Information Technology Services launched a version of Google Groups for its EliApps Gmail service Tuesday that aims to provide a more user-friendly alternative to panlists and mailman groups.

Loriann Higashi, manager of the Student Technology Collaborative, said the app, called EliLists, was not released along with EliApps last fall because ITS wanted to test the “core functionally” of the email service before enabling all features. Higashi said she expects EliLists will reduce spam since it has a feature that will block emails when an address is receiving too much activity within a certain period, adding that she hopes the launch of EliLists will encourage students to voluntarily switch to EliApps before the automatic migration at the end of the semester.

Both mailman groups and panlists are slated to be decommissioned in the next few years, though students are still currently able to create mailman groups.

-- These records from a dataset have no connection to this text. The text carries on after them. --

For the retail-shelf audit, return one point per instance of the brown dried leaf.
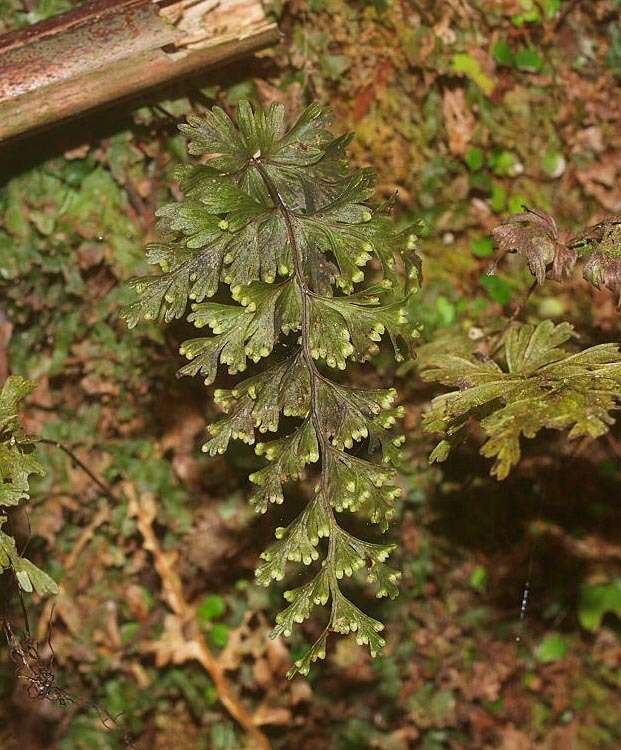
(535, 237)
(459, 121)
(603, 268)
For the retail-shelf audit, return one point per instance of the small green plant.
(316, 276)
(17, 463)
(529, 379)
(536, 383)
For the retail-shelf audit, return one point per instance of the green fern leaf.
(542, 385)
(316, 277)
(17, 463)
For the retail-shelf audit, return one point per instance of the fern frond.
(317, 277)
(541, 385)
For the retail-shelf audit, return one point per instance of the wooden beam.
(108, 51)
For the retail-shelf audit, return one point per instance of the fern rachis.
(271, 203)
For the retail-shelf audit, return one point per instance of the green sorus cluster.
(276, 215)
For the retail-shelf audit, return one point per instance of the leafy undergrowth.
(470, 112)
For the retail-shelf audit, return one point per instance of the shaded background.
(468, 109)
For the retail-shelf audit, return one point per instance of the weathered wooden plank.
(108, 51)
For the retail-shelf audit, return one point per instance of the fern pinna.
(278, 217)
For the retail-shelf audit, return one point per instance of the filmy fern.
(17, 462)
(277, 216)
(540, 385)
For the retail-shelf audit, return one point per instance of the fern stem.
(314, 374)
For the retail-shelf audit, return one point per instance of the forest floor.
(468, 110)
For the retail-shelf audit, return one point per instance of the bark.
(107, 51)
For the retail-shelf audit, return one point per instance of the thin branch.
(80, 464)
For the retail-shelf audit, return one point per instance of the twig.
(103, 487)
(144, 510)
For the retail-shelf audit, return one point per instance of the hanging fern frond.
(538, 383)
(17, 463)
(317, 276)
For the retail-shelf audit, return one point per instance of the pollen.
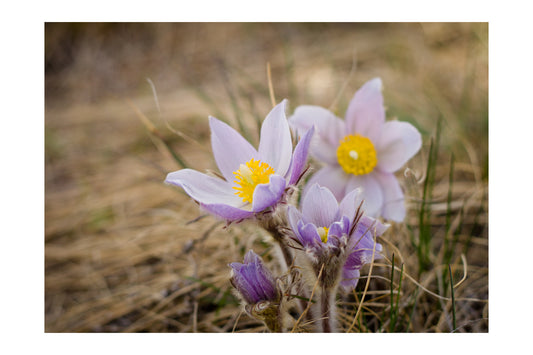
(249, 175)
(356, 155)
(323, 233)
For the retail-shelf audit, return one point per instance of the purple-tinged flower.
(253, 280)
(254, 180)
(338, 236)
(361, 151)
(259, 290)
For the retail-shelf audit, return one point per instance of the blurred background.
(126, 103)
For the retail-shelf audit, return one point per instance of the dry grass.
(120, 252)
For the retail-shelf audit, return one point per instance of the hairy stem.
(327, 305)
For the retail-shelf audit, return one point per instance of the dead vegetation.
(125, 253)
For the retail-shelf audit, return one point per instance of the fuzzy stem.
(274, 323)
(327, 305)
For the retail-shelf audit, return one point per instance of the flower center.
(356, 155)
(323, 233)
(249, 176)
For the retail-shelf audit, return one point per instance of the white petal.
(229, 148)
(319, 206)
(204, 188)
(365, 114)
(330, 129)
(399, 142)
(332, 177)
(371, 192)
(275, 145)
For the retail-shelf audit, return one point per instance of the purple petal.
(204, 188)
(227, 212)
(267, 195)
(329, 128)
(371, 226)
(393, 199)
(365, 114)
(275, 145)
(350, 277)
(371, 192)
(340, 228)
(351, 203)
(229, 148)
(308, 234)
(294, 217)
(299, 158)
(332, 177)
(399, 142)
(319, 206)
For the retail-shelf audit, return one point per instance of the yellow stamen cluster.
(249, 176)
(323, 233)
(356, 155)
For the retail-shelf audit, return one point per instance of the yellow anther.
(356, 155)
(249, 176)
(323, 233)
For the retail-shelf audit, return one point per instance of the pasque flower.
(253, 280)
(254, 180)
(361, 151)
(258, 288)
(338, 236)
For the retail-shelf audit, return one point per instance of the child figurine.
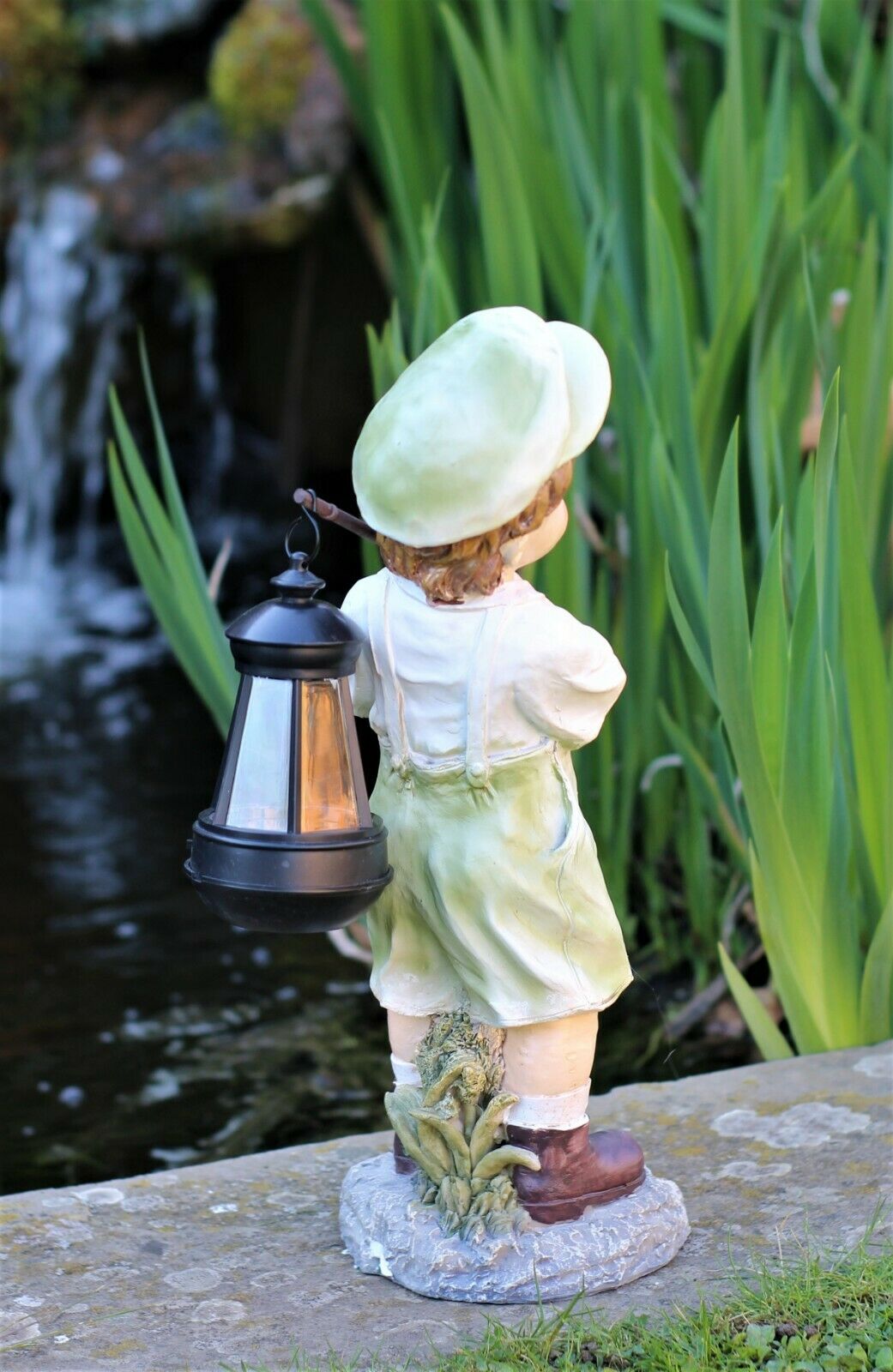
(479, 690)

Higashi said EliLists offers the security of mailman groups with the user-friendly capabilities of panlists, adding that creators of groups can decide whether subscribers can reply to an email thread and whether members of the Yale community can join their EliLists as they please.

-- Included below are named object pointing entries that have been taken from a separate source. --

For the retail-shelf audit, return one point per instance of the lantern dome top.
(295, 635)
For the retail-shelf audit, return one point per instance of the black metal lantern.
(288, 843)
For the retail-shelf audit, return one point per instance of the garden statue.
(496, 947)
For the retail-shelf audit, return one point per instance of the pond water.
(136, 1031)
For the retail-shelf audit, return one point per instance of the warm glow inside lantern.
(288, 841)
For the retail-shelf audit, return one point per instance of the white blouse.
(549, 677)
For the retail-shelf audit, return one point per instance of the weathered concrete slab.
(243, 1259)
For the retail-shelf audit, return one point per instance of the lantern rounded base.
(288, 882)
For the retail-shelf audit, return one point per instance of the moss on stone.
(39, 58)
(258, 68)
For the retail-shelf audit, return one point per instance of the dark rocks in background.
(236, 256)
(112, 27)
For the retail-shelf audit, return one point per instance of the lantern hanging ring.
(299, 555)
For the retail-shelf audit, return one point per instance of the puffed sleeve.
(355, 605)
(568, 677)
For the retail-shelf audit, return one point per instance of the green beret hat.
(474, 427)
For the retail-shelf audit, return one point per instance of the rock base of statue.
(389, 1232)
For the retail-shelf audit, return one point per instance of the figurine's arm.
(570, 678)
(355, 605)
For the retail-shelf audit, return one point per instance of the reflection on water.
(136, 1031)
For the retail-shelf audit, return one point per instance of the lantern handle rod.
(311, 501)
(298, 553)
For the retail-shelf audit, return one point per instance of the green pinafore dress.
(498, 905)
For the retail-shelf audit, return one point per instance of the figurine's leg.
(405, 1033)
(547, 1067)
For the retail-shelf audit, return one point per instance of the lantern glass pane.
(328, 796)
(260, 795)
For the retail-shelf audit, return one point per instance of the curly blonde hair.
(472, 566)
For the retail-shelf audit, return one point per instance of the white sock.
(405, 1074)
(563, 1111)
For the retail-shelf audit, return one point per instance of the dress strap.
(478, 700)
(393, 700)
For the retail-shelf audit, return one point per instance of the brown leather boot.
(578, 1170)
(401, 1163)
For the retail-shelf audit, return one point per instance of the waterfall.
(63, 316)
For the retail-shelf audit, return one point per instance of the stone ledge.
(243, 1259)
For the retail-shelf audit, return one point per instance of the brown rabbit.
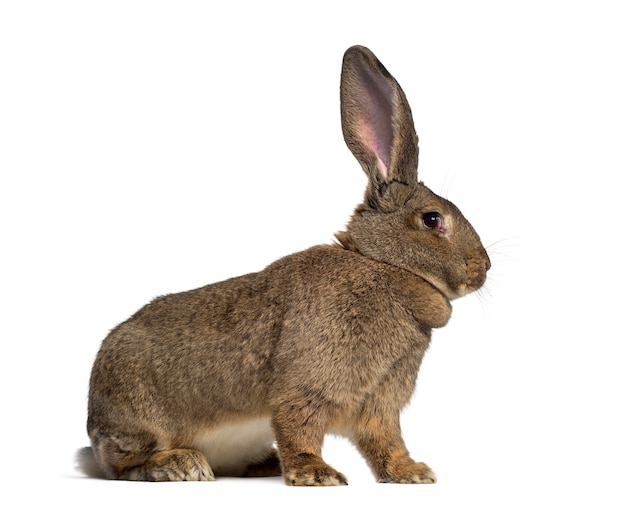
(246, 376)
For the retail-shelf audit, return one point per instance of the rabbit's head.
(401, 222)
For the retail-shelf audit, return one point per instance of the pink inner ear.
(375, 127)
(366, 133)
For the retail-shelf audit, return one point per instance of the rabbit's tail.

Every year, email chains that include dozens of Yale panlists and mailman groups have garnered flurries of spam emails, along with messages from group members urging people to stop responding to the thread.

Yale College Council president Brandon Levin ’13 said EliLists provides a useful alternative for reaching members of student groups in a Tuesday emai.

“The change will allow for panlist-type communication among groups without the potential for spamming,” Levin said. “I think over time the panlists and mailman groups will be replaced by [EliLists].”

Harry Yu ’14, who manages several panlists for the student activities he is involved in, said in a Tuesday email that he expects to continue using his current panlists since he has grown accustomed to how they work, though he added that he knows mailman groups may be “a little harder” to manage.

Students can convert their current panlists or mailman groups into EliLists on the ITS website.

As of Monday, Higashi said roughly 45 percent of undergraduates had migrated to EliApps, adding that ITS is holding a raffle at the end of April, when it will award two iPads to students who have transferred by that time.

Students can use the EliApps migration process until mid-May, when ITS will automatically create EliApp accounts for students, who will then have 30 days to manually retrieve old emails from their former Pantheon accounts.

Besides EliLists, EliApps also features 25 gigabytes of storage along with access to Google Calendar, Documents, Sites and other Google applications.